First we had daft punks. Now we have daft buggers. Why does the French take on pop always manage to find a none too modest vein of hilarity and piss-take in its artists? Ever since Plastic Bertrand adopted his ludicrous punk rock posturing on 1977’s Top Of The Pops, French music has always arrived with either a funny dance, a wardrobe of garish suits, an unusual stage-prop or a camp expression. And just occasionally all four. Which is a shame, as beneath the lumbering poststructuralism and the cute, shambolic irony bands like One-Two have something fairly relevant to offer. Who knows why they do it. Perhaps those Frenchies prefer to have the distinction between high and low art defined with even greater contrast by a comic moustache, a lime-green umbrella and some improvisational mime rather than some boundary blurring mishap like the UK’s Damian Hirst. In this context it’s understandable. Perhaps ‘pop’ is deemed too frivolous a thing to be anything other than a self-parodying novelty. Perhaps they just find it amusing. Who knows.

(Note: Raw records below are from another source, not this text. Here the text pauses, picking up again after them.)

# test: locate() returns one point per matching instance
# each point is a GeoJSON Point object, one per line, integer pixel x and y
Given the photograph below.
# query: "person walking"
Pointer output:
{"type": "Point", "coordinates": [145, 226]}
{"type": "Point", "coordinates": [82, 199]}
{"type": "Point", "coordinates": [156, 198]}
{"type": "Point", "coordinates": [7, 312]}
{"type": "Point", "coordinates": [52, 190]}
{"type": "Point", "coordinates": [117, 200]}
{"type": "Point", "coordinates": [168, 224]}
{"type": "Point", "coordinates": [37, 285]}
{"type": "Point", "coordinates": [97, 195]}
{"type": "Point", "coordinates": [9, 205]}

A smidgen of Sparks, a modicum of Roxy Music, a pinch of Daft Punk, a dash of Simian, Pizzicato Five, Cornelius and whole lot of other stuff. Getting a grasp of One-Two is a little like getting grips with jelly; the firmer your grip, the more likely it is to jump out of your hand and make your trousers sticky. ‘10am’ could be anyone from Grandaddy, Neil Innes and Jean Michel Jarre: gently psychedelic, whimsical and whirring with all manner of spooky, futuristic synth-noises. ‘Love Again’ is a similar proposition; space noises, fey, cooing vocals, a theremin and some classic, vintage boss rhythm drum programming. In fact, there’s more references, more plotlines, more anachronisms, more self-reflexiveness and more brains in this one record than there was in the entire first season of Gene Rodenberry’s Star Trek and I’m including the pilot episode where there’s all those guys with large heads doing shit with the crew’s minds. Check out ‘The End Of Your Song’ if you don’t believe me. It may sound a little like Clive Dunn’s ‘Grandad’ laced with opiates, but it sure as hell melts in moments.
‘Love Again’ is exhausting yet marvellous record, as daft as a brush and as tempting as chocolate.